E assim, se um dia a sentença for absolvição ou, mais previsivelmente, prescrição, Barrabás estará lá, de charuto aceso e gargalhada amarga, para fazer a última pergunta que ninguém quer ouvir:
"E agora, quem paga a fatura?".
"Quem compensa o país por ter destruído o único político que, com todos os demónios e vaidades, ainda tinha um projecto de Nação? Quem responde pelo tempo perdido, pela política reduzida a espectáculo, pela justiça convertida em crucifixo mediático?".
Barrabás levanta-se, cospe a cinza no chão e sentencia com o sarcasmo de quem já viu tudo e não se surpreende com nada:
"Talvez Sócrates não tenha sido o Messias, mas o país, esse, continua a ser o mesmo que crucifica quem ousa prometer ressurreição".
Barrabás, que por acaso conhece bem os corredores do poder e as celas da hipocrisia, ri-se com raiva e num tom de desespero lúcido, desses que sabem que já não há redenção possível. Ri-se como quem vê o diabo confessar-se ao padre e o padre pedir desculpa. Ri-se porque percebe que em Portugal, a justiça não é cega, é míope, selectiva e vendida em suaves prestações de silêncio. Ri-se, enfim, porque aprendeu que neste país o pecado é punido não pela gravidade do acto, mas pelo azar de quem o cometeu fora da confraria certa.

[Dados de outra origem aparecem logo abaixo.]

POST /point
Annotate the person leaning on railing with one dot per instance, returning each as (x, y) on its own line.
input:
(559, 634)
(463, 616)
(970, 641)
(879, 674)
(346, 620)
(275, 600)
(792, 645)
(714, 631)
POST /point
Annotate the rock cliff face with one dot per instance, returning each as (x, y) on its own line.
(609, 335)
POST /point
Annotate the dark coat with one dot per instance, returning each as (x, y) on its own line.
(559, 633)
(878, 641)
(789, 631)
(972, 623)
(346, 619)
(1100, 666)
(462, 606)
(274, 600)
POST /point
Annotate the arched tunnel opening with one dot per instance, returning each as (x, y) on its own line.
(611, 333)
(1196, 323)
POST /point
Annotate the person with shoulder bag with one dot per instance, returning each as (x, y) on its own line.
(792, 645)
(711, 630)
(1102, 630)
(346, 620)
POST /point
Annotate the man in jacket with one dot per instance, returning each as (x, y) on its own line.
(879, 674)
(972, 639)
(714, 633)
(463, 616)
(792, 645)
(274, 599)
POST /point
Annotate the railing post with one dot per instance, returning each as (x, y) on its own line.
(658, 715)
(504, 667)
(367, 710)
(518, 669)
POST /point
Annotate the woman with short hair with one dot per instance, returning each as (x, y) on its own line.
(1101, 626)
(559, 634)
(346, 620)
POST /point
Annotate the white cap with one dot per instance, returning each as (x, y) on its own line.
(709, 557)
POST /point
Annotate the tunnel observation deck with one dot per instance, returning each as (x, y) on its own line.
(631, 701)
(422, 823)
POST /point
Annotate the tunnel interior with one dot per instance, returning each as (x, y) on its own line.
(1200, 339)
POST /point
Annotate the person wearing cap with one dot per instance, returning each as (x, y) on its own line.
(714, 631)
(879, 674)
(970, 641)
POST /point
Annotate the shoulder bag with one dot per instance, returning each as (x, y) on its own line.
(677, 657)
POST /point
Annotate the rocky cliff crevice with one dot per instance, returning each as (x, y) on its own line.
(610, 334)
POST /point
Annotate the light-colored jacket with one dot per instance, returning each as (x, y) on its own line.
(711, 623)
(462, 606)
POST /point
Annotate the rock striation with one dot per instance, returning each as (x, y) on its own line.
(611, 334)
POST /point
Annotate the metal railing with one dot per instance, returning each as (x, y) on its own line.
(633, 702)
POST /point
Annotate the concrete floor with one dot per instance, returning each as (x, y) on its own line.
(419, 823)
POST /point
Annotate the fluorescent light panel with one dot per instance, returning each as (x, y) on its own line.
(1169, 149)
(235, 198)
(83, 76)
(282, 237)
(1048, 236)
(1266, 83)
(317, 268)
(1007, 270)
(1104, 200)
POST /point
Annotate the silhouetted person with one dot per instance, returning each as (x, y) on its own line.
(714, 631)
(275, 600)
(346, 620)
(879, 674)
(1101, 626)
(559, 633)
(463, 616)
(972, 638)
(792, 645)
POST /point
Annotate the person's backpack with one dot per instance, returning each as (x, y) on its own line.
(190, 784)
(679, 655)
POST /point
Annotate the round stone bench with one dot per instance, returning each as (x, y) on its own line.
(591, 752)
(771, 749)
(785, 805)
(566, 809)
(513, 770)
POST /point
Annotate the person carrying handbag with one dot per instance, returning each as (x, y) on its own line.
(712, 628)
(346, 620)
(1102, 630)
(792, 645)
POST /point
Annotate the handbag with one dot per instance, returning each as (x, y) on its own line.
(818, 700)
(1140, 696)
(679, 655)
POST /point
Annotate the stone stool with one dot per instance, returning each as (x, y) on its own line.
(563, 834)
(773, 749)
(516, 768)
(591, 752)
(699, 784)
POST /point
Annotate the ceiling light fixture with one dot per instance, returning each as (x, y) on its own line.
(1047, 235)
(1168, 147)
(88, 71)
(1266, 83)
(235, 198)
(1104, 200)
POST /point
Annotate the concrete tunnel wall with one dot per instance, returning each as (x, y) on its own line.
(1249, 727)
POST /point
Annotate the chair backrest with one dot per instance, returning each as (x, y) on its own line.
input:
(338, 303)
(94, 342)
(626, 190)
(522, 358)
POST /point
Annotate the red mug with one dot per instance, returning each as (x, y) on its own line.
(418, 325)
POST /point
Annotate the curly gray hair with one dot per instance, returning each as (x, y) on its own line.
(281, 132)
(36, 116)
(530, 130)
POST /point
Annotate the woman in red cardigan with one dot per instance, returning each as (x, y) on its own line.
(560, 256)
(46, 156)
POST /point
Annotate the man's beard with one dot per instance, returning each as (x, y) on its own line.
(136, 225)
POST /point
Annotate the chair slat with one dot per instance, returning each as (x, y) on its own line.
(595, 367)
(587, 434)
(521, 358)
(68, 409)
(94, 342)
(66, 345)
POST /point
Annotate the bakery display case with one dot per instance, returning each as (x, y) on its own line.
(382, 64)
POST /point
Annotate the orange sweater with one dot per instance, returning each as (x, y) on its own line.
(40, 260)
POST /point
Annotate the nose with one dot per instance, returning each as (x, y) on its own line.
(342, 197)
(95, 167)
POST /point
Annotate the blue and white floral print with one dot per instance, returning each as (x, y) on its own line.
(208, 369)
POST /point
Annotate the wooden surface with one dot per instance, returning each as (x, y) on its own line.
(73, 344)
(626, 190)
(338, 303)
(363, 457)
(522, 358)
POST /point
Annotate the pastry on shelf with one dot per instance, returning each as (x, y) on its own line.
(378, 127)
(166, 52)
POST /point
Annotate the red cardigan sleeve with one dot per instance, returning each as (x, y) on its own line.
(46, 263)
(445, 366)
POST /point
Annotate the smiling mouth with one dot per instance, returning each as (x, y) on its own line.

Chamam-lhe justiça, mas é apenas administração da esperança, porque em Portugal, a corrupção morre sempre de velhice antes de ser julgada.
E depois cospe para o chão, com a solenidade dos profetas cansados, e murmura, olhando para o horizonte coberto de prescrições e comunicados:
"Quando a Justiça se transforma num espectáculo de sombras, os inocentes tornam-se figurantes e os culpados passam a produtores executivos.
Portugal, o país onde o crime compensa e desde que o advogado saiba esperar, o palco continua montado, as togas engomadas, as câmaras apontadas, faltando apenas o letreiro luminoso à entrada dos tribunais:
“Bem-vindo ao Teatro Nacional da Justiça, hoje em cena: A República das Aparências.”